- Directed by: Oktavijan Miletić
- Written by: Alois König
- Produced by: Alfred Merwick
- Cinematography: Oktavijan Miletić
- Edited by: Oktavijan Miletić
- Production company: Tobis Film
- Release date: 1943;
- Running time: 9 minutes
- Countries: Germany Independent State of Croatia

= Agram, die Hauptstadt Kroatiens =

Agram, die Hauptstadt Kroatiens (Zagreb, glavni grad Hrvatske, lit. 'Zagreb, capital of Croatia') is a short documentary film directed by Oktavijan Miletić in 1943 in the Independent State of Croatia. It was produced for Tobis Film in Germany and showed cultural activities in Zagreb, as well as the main monuments of the city. The film was rediscovered in 2008, after being considered lost for more than 60 years.

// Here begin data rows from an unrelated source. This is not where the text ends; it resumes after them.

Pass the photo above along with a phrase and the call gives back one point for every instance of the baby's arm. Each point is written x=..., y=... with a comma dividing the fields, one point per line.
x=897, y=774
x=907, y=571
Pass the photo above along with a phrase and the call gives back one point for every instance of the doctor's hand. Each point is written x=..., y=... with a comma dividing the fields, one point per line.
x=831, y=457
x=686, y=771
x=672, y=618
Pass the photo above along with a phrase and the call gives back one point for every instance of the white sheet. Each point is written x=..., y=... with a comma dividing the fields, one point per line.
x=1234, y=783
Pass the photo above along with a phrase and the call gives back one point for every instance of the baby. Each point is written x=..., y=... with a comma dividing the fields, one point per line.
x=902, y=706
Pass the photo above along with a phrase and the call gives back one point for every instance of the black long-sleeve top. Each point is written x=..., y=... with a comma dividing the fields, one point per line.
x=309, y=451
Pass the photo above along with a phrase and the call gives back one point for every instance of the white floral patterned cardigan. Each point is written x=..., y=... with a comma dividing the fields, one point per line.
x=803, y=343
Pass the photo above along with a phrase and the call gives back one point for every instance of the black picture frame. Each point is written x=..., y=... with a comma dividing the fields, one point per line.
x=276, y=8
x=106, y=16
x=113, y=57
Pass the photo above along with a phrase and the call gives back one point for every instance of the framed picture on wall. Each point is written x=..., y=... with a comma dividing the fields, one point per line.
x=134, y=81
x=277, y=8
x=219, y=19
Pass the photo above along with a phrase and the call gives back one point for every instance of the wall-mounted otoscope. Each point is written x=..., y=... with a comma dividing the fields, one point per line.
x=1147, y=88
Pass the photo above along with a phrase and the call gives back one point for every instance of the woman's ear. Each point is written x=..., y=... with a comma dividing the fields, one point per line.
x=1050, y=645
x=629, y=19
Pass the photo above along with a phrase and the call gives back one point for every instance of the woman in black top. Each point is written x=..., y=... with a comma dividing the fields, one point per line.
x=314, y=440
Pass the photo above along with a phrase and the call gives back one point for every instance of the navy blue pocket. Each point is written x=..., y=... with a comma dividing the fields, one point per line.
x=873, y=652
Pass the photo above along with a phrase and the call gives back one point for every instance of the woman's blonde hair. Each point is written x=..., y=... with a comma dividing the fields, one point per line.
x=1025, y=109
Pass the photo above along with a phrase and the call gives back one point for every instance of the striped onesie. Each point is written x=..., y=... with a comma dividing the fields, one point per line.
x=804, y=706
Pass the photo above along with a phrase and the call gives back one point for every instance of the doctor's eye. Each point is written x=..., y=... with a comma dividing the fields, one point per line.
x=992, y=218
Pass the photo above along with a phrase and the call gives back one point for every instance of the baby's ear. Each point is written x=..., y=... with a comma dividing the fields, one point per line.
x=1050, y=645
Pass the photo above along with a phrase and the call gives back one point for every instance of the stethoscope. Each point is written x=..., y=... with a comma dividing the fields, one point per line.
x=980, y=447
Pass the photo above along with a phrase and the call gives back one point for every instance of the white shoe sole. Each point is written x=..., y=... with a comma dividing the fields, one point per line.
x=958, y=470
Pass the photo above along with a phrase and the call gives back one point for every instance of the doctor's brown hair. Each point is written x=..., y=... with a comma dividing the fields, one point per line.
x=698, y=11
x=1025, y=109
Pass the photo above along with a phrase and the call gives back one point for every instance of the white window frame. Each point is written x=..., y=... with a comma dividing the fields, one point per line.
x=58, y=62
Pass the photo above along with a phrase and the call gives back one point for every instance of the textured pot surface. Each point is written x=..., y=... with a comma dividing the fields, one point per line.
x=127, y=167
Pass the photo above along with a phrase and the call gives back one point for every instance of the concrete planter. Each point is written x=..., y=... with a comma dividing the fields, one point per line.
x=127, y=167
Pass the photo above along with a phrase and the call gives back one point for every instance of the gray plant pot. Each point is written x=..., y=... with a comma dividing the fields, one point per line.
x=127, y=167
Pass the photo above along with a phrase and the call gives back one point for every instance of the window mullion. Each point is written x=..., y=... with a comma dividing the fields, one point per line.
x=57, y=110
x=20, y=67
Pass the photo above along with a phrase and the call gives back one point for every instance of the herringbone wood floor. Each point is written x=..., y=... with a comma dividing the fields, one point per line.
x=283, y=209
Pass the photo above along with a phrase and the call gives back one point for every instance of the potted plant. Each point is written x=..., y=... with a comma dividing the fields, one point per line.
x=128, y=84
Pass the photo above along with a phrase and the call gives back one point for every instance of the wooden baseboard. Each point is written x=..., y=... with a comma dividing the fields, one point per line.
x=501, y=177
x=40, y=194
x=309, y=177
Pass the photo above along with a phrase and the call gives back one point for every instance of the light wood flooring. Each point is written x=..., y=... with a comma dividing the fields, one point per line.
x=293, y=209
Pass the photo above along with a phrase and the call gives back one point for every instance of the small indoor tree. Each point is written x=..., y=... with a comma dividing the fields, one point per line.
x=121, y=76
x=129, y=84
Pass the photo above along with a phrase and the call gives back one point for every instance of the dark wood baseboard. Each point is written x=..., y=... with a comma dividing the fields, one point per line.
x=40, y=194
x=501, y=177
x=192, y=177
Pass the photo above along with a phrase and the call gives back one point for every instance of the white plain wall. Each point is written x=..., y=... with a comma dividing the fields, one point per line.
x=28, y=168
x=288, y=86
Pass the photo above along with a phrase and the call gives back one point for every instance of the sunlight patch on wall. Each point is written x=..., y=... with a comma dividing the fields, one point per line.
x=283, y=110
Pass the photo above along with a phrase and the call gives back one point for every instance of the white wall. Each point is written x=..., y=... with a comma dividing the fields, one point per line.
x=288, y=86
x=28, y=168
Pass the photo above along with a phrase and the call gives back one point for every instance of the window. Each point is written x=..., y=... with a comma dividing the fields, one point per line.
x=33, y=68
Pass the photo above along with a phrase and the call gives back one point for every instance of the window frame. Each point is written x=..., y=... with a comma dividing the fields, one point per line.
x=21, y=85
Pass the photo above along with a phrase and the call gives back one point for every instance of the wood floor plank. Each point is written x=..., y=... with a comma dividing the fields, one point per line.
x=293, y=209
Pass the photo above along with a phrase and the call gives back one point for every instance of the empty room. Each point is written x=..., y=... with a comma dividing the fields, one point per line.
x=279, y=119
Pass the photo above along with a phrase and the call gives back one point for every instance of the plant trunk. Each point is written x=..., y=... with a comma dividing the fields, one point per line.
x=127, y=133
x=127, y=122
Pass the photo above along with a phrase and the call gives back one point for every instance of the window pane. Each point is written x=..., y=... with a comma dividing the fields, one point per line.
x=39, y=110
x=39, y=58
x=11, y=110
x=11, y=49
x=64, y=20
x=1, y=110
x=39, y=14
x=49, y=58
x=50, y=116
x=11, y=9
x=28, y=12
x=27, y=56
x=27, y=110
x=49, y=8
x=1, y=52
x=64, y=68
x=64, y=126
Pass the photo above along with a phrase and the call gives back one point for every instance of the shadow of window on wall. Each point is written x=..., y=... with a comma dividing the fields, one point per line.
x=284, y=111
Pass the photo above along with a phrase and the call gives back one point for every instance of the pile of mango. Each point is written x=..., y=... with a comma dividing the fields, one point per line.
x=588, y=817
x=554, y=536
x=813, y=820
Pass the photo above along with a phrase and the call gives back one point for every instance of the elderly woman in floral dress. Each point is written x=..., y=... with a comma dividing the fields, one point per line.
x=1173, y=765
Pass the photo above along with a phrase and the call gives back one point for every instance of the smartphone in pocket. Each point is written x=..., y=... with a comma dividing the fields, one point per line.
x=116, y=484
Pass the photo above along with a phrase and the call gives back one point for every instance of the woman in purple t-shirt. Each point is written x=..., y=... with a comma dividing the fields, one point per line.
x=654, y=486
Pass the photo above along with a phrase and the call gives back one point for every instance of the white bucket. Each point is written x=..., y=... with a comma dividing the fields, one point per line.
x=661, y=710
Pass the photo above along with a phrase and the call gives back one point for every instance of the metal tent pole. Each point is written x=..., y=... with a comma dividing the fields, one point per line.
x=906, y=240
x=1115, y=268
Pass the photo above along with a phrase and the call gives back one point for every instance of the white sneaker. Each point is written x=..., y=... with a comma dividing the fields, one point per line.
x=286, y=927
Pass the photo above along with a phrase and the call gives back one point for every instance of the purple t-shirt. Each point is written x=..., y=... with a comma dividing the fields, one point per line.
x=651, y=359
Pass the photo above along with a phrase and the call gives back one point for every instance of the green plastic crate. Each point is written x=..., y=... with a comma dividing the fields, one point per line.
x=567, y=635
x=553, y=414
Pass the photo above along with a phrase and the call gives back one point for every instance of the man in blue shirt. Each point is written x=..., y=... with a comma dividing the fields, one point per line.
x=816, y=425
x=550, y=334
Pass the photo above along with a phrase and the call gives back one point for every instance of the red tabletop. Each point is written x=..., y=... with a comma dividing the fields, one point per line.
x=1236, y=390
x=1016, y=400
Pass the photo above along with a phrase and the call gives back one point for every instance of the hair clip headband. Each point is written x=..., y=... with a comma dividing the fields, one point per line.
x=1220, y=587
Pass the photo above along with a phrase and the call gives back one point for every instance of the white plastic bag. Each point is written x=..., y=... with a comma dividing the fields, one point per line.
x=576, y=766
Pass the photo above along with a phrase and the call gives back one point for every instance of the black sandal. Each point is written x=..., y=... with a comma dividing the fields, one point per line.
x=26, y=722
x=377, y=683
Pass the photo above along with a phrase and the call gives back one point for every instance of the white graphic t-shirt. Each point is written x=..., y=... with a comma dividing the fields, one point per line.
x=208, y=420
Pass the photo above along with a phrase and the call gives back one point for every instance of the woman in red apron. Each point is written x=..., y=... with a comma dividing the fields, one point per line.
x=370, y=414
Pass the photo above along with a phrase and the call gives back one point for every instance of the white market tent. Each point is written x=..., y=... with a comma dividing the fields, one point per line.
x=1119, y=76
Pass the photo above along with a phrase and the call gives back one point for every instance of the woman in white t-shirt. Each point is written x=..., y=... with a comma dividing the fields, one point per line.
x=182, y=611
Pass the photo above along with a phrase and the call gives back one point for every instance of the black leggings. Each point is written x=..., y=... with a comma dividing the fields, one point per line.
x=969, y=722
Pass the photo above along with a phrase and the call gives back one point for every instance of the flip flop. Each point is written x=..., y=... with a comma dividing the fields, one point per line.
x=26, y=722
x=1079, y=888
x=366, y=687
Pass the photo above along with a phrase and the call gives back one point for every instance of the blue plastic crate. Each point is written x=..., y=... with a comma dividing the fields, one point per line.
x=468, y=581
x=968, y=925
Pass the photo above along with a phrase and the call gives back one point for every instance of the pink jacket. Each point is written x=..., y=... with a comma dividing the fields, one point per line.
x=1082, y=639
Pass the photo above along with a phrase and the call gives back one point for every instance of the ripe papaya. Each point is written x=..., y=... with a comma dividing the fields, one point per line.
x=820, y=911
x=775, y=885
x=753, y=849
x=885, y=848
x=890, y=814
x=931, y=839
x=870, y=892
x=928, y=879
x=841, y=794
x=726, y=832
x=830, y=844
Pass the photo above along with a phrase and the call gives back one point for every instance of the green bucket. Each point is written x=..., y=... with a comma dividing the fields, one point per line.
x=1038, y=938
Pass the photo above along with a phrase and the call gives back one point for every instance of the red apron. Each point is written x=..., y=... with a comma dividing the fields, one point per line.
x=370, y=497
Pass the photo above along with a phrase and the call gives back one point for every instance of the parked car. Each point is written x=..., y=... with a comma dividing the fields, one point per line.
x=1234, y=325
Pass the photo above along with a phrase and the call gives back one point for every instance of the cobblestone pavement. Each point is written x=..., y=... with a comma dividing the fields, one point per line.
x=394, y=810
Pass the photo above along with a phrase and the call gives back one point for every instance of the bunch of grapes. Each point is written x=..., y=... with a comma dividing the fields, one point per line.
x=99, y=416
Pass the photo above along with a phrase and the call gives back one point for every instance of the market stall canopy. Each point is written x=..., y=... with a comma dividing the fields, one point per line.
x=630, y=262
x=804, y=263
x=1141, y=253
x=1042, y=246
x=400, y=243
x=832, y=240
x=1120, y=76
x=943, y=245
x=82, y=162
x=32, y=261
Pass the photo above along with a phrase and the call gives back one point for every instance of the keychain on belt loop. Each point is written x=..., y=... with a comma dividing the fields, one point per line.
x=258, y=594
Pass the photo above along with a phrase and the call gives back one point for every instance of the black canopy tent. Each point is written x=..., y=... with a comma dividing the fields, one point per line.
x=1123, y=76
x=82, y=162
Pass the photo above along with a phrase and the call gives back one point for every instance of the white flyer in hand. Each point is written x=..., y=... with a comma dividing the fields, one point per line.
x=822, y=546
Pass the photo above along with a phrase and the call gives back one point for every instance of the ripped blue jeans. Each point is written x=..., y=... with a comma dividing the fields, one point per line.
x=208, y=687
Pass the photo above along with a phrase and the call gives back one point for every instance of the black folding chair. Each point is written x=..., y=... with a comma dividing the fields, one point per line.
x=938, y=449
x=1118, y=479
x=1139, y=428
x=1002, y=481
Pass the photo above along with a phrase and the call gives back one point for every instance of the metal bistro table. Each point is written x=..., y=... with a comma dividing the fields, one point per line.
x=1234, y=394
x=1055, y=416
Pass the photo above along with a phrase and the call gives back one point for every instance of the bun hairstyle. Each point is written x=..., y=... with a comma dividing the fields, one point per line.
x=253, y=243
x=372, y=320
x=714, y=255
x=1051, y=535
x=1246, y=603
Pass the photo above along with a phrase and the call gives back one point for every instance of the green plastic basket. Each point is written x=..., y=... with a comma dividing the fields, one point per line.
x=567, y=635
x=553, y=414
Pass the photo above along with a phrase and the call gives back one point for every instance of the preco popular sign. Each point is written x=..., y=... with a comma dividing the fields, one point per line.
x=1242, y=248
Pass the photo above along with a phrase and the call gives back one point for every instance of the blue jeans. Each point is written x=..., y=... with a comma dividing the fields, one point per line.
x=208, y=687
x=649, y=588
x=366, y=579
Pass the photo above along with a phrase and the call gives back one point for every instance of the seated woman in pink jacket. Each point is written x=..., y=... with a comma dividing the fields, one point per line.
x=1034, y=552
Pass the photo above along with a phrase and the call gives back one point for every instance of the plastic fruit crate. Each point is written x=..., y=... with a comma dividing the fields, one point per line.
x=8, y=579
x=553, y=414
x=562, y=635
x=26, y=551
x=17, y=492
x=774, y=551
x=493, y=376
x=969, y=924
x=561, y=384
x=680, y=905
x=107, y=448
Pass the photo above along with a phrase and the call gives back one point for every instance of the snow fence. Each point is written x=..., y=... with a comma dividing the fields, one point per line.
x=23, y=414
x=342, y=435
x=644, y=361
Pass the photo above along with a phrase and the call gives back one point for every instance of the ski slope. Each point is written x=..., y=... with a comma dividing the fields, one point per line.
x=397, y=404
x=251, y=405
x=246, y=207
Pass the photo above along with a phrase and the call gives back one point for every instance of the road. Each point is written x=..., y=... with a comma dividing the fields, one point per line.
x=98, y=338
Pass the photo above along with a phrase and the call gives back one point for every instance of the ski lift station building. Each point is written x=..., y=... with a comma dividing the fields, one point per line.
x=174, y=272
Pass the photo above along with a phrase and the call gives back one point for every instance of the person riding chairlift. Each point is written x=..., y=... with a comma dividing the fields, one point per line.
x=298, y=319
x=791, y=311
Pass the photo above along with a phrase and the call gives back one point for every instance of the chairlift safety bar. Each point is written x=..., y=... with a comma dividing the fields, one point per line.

The film was first announced in September 1941 and was due to appear in theaters by the end of that year. Jakov Gotovac was scheduled to compose the music. However, the editing was completed only in 1943 and, for reasons unknown, narration and music were never made. It appears that the production company lost interest in the documentary, while Miletić was by that time preoccupied with Lisinski (1944), his feature film debut. The unfinished film was sent to the German Reichsfilmarchiv in Berlin.

After the fall of Nazi Germany, the film came into the possession of the Soviet Union which confiscated the archive, along with the documentation. In 1990, the film material was returned to the Bundesfilmarchiv. However, the film had been misfiled as Pressburg, die Hauptstadt Slowakei (Bratislava, the Capital of Slovakia), and remained unknown until 2008, when Croatian film archivist Daniel Rafaelić discovered it in the archive.

The restored film premiered at, and opened, the 2008 Zagreb Film Festival.